Fiji was a wild enough, God-forsaken, missionary-stricken township in those days, and to finish my last hopes my pal, on the third day, in a paroxysm of grief, eloped into the mountains with a celebrated high chief’s faithless partner—and I saw him no more.
A few days after, being quite fed up with Suva, I secured a berth on a schooner and again went seaward across the Pacific. We called at many wonderful isles, which suddenly loomed on the sky-line like enchanted lands of untravelled seas. I could devote chapters to the wonders of that voyage, the strange peoples I met, people wild and romantic, clad in no clothes, beautifully varnished by the tropical sunlight of ages. How they laughed and sang their wonderful songs to the sailors—songs that seemed to have been composed in deep ocean caves and blown into their heathenish brains on patches of moonlight. But I digress. The climax arrived when we reached Nuka Hiva—the shores of the gloriously romantic Marquesan Isles.
Though I was penniless, I felt as happy as a sand-boy when at last we dropped anchor in the bay off Tai-o-hae.
I was entranced as I stood on deck, and with all the fevered imagination of boyhood drank in the natural beauties of that land-locked bay. The inland mountain slopes, that reached their zenith in the peak of Ua Pu, were clad with feathery palms and beautiful pauroas. Peeping beneath the shore palms were the birdcage-shaped bamboo homes of the native village. It was silent and deserted on that “Pious Morn,” but its inhabitants would return. For lo! floundering in the ocean waters around the schooner, and clambering on the deck, were the handsome, mahogany-hued, scantily attired people of that little village. No wonder that I felt that I had, at last, arrived at the wonderful isles of dim Romance.

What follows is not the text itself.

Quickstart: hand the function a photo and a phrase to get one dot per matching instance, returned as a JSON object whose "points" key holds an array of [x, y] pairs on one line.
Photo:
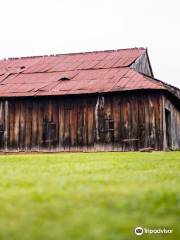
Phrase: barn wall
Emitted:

I made no delay in getting ashore. A large silk handkerchief contained my worldly goods, which consisted of a violin and bow, two flannel shirts, a small-tooth comb and one flask of bug-powder. It was terrifically hot. Leaving the curious traders loafing on the beach, I made my way up a track that led to the jungle-like scenery that overlooked the bay. I longed to be alone. I yearned to think out of earshot, away from the oaths and grousing of the crew who had been informed that the beer in the shore shanty had gone quite sour through the hot weather.
As I went up the track I was enthusiastically welcomed by vast crowds of sandflies. How happy I was! Turning seaward I saw the unrivalled blaze of the sun’s dying splendour flood the horizon.
I vividly recall the beauty of that sunset when, a romantic lad, I watched the tremulous stains of the western sea-line. Standing beneath the interlacing boughs of scarlet-flowered tropical trees, I seemed to be staring down upon some enchanted hamlet of romance that was nestling at the rugged feet of the mountains. That hamlet, the small, semi-pagan city of old Tai-o-hae, lay silent, like some little sculptured city beautifully engraved on a slope that fronted the sea. Its one little shore street of wooden houses stood out in clear relief in the light of the low sunset. The green jungle pauroas and feathery palm groves that sheltered the township of tin roofs were unstirred by one breath of wind. Out in the bay lay two schooners, their canvas hanging as motionless as though they were painted ships on an oil-painted bay of the deepest indigo-blue water.
But it was no painting, for the group of huddled Chinamen who toiled on the pineapple plantations by Prison Hill moved, and their pigtails tossed, and the grog shanty door by the shore-side opened as two traders emerged and spat violently seaward.
Such was the scene that met my eyes as I stood alone by that capital of Nuka Hiva. With the approaching coolness of night Tai-o-hae awoke from its lethargy, for only the Chinese worked in the heat of the tropic day. The French officials spent the day in a deep siesta, dreaming of La Belle France and sipping absinthe between their yawns.
Walking down the rugged slopes I met a white settler, who dwelt in a neat bungalow near an old mission-room.